5. Draw blood into a tube containing anticoagulant (type required is assay dependent), for aldosterone, renin and electrolytes – do not place on ice but send to the laboratory immediately.
6. Infuse 2 L of 0.9% saline over 4 h.
7. At completion of infusion, immediately (with patient still recumbent) draw another blood sample for measurement of aldosterone and renin – do not place on ice but send to the laboratory immediately.
Interpretation
Plasma aldosterone concentration of > 140 pmol/L at the end of the test confirms a diagnosis of PA.

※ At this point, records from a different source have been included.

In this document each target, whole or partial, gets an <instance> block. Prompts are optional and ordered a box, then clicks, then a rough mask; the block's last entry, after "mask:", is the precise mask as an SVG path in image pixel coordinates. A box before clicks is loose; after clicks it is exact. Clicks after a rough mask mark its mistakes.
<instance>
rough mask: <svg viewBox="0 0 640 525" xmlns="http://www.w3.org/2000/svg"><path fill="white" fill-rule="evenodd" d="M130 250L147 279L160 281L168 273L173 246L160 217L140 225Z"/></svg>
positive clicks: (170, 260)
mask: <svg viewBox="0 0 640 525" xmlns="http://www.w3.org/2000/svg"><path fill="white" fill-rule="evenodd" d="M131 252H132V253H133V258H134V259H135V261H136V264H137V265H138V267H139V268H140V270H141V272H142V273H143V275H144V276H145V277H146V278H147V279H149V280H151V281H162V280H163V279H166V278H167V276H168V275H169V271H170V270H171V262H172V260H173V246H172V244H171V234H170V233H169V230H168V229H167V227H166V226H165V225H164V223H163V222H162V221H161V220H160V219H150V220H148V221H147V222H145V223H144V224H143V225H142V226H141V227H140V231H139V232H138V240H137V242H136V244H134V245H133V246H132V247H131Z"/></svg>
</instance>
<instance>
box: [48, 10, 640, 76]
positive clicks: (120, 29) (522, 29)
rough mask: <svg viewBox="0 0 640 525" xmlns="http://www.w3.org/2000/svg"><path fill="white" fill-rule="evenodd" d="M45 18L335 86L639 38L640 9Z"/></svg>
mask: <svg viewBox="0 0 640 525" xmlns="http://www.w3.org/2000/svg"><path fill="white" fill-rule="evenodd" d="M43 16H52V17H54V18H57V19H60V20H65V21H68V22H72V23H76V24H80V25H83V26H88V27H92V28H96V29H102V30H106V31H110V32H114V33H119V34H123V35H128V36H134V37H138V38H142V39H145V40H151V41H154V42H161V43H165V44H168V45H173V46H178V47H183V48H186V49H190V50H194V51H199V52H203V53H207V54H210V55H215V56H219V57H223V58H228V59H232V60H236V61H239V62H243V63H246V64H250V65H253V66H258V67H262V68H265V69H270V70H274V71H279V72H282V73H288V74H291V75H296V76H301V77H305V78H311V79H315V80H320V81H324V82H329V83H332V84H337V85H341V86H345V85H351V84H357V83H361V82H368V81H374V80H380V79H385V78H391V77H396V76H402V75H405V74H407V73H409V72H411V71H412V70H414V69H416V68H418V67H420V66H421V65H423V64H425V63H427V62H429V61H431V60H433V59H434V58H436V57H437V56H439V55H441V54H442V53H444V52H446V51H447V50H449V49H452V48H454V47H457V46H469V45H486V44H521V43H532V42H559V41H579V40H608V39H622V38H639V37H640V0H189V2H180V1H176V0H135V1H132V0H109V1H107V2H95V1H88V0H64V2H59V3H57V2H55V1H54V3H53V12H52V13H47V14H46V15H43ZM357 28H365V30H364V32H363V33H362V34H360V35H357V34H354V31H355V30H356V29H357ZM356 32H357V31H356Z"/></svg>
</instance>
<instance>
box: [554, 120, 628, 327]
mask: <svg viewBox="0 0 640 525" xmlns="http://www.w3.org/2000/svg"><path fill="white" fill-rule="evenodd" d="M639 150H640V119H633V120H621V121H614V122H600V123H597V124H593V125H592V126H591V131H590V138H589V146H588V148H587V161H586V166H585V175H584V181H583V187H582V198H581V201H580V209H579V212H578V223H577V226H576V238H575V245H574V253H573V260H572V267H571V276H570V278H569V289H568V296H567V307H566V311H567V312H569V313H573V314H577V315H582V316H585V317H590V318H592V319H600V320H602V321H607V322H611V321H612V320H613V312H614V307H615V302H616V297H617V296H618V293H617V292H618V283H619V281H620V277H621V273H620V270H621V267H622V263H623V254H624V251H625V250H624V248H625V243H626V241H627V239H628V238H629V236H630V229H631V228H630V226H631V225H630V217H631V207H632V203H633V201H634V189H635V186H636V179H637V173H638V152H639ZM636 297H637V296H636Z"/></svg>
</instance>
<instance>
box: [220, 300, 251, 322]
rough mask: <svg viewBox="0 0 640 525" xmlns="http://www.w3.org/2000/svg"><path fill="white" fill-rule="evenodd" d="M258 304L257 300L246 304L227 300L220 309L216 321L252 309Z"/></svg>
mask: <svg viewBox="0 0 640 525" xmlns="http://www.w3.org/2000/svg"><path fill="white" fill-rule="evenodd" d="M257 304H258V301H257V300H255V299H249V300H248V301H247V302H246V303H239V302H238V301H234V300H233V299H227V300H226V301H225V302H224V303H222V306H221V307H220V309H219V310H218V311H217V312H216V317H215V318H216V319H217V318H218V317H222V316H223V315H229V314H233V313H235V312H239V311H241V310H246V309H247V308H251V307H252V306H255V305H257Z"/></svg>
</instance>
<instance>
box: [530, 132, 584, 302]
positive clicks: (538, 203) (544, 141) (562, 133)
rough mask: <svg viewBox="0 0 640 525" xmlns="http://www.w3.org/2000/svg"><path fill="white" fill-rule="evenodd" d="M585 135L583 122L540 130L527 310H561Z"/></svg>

Fludrocortisone suppression test
The test is only indicated when the screening test demonstrates a high aldosterone:renin ratio. The same patient preparation requirements as for the screening test apply. The fludrocortisone suppression test is contraindicated in the elderly and those with severe hypertension owing to the risks associated with sodium retention. This test should be performed on an in-patient basis.
Procedure
2. Administer fludrocortisone 0.1 mg 6-hourly for four days.
3. Administer oral slow-release sodium tablets 30 mmol 8-hourly with meals for four days.
4. Administer slow-release potassium tablets in sufficient quantity to maintain plasma potassium concentration close to 4.0 mmol/L. Monitor plasma potassium concentration at least twice daily.
5. Day 4 (mid-morning). Ensure that the patient is upright for at least 30 min and repeat blood sample as on day 1.
Interpretation
Upright plasma aldosterone > 170 pmol/L on day 4 confirms PA, provided renin is fully suppressed.
Reference
Funder JW, Carey RM, Fardella C et al. Case Detection, Diagnosis, and Treatment of Patients with Primary Aldosteronism: An Endocrine Society Clinical Practice Guideline. J Clin Endocrinol Metab 2008;93: 3266–3281.